Its first and so far only asset, the 50-room CityHub Amsterdam, opened in in October 2015 between the Kostverlorenvaart and Bilderdijkgracht canals in the Amsterdam Oud-West neighborhood of the city. The building was an industrial shed and garage.

Guests receive a wrist band with chip insert when they automatically check in via touchscreens. The band contains an interactive app that helps guests explore that particular city, keep in contact with other guests who have become friends and control music, lighting and other in-room accessories.

“The band even allows guests to pour their own beer,” Schuurkes said, who added the average stay is two or three nights.

Groups are limited to a maximum of 10 people.

Going elsewhere
Schuurkes said CityHub’s construction method is what puts the company in a different space altogether from any upstart rival, the difference beginning right at the start of a hotel’s life.

Warehouses, large sheds and empty offices all can be homes for CityHubs, he said.

“We can bring to use nontraditional structures,” he said. “We have a build time of nine months at an average cost per room of €40,000 ($42,428), and hotels are designed around technology to minimize staff costs.”

Benson said other nontraditional hotel offerings at a CityHub include:

  • Shared showers, one for each gender, with a central location in each property;
  • a construction process that can be changed depending on the property’s former use, which Benson describes as “like building Lego;”
  • only one staff member per hotel, known as a City Host, who operationally does nothing and thus has 100% of their time dedicated to guests; and
  • very simple public spaces, with what Schuurkes describes as “only one hanging-out area,” and no restaurant.

Schuurkes said the basic idea originated from the amount of empty office buildings in Amsterdam.
“We made the decision we would not break anything,” he said of the spaces he and Van Tilburg found and continue to find. “Initially, it was very difficult to get started. We were students and came from outside. It took a while to get an investor. It was easier to convince the (Amsterdam site) owner as no one knew what to do with the space.”

Schuurkes said CityHub is even more efficient than competitors in the economy segment.

“There is the opportunity to have more space for rooms, actually, on average more than 2.5 times than those in budget hotels,” he said.

Taking this approach is creating a better return for its investors, Benson said.

“The Amsterdam hotel took about nine months, right from applying for permits, with construction time taking 4.5 months. That might change a little depending on location,” he said, adding that despite much interest from investors, their business plan is to initially “stick to ourselves a little, with bank debt and one initial private investor.”

“It does hold up with the numbers. (Average daily rate) and occupancy are high,” Schuurkes said.

Rolling out an idea
Schuurkes said CityHub could expand into cities such as Amsterdam and Barcelona, Spain, that either have or are thinking of implementing moratoriums on new hotel construction.

Typically CityHubs will be outside city centers, he said, in up-and-coming districts but still close to those centers.

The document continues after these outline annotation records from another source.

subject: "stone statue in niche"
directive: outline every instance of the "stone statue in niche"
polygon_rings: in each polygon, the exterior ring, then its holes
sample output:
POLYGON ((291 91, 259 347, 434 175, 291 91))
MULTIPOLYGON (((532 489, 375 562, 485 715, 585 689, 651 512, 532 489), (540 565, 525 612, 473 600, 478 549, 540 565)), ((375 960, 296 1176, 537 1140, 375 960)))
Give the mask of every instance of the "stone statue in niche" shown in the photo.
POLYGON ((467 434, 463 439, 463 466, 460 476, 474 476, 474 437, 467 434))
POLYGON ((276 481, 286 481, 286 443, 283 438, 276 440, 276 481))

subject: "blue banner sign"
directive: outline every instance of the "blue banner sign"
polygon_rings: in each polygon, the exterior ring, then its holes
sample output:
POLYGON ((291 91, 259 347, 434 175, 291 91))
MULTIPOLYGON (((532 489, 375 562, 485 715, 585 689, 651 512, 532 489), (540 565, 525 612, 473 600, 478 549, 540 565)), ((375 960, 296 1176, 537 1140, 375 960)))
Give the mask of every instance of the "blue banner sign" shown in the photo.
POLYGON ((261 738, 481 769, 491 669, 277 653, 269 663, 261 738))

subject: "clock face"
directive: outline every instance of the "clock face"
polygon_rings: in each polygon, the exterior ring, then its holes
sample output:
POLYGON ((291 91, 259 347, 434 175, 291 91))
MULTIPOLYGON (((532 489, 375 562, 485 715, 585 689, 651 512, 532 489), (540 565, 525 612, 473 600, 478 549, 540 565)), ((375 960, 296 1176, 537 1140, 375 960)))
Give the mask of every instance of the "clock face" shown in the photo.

Planning regulators have pretty much closed down the center of Amsterdam, Schuurkes said.

“Everywhere they’re trying to regulate new builds, which provides business models such as ours an advantage,” he added.

CityHub aims to open eight locations by 2020.

“We feel we have the freedom to do what we like,” Benson said.

Possible destinations include London; Edinburgh, Scotland; Stockholm; Barcelona and Berlin.

“We still believe there is a space in Berlin,” Schuurkes said, referring to the city from where many believe the hostel-hotel phenomenon was created.

In October, CityHub will open a 126-room property in Rotterdam, Netherlands, in an old, three-floor canal building, Schuurkes said. A third site has been secured in London.

“We are continuing to look at projects not suitable for other uses, to bring a new dynamic to an area with a model appealing to landlords,” Schuurkes added.